South Carolina Attorney General Alan Wilson has joined five other states in public support of a several small business owners and taxpayers who have filed suit against the federal government’s healthcare reform as enforced by the Internal Revenue Service in states without healthcare exchanges.
The lawsuit, Halbig v. Sebelius, contends that the IRS cannot enforce a rule that would “punish” large employers with penalties in the 34 states (including South Carolina) without a state-based healthcare exchange, like South Carolina. A recent court decision sided with the federal government. According to court documents, the ruling concluded: “The IRS Rule is consistent with the text, structure, and purpose of the Affordable Care Act.”
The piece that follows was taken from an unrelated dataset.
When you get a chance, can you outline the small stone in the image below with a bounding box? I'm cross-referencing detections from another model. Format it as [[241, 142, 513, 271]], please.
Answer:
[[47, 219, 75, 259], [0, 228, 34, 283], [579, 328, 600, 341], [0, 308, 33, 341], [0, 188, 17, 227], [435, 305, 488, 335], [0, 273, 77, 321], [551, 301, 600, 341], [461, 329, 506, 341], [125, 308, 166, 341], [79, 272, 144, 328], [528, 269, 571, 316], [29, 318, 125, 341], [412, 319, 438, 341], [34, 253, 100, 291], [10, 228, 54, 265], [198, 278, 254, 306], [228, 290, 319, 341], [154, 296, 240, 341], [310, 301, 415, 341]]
But the plaintiffs and Wilson disagree, saying that the tax penalty funds a subsidy within states that run their own exchanges, but the Affordable Care Act did not specify that a penalty could also be enforced in those states without exchanges. The case now could be heard by a Washington, D.C., circuit court.
“You have a federal agency that has completely re-written the Affordable Care Act,” Wilson told South Carolina Radio Network. “Our job is to protect not only the law and the intent of the law but to protect the process by which that law is enforced. When you violate that process than you’ve created anarchy in our system of governance.”
The other states signing onto the amicus brief in favor of the plaintiffs include Alabama, Georgia, Nebraska, Oklahoma and West Virginia — none of which created their own healthcare exchanges. Seventeen states in the nation did create the healthcare exchanges.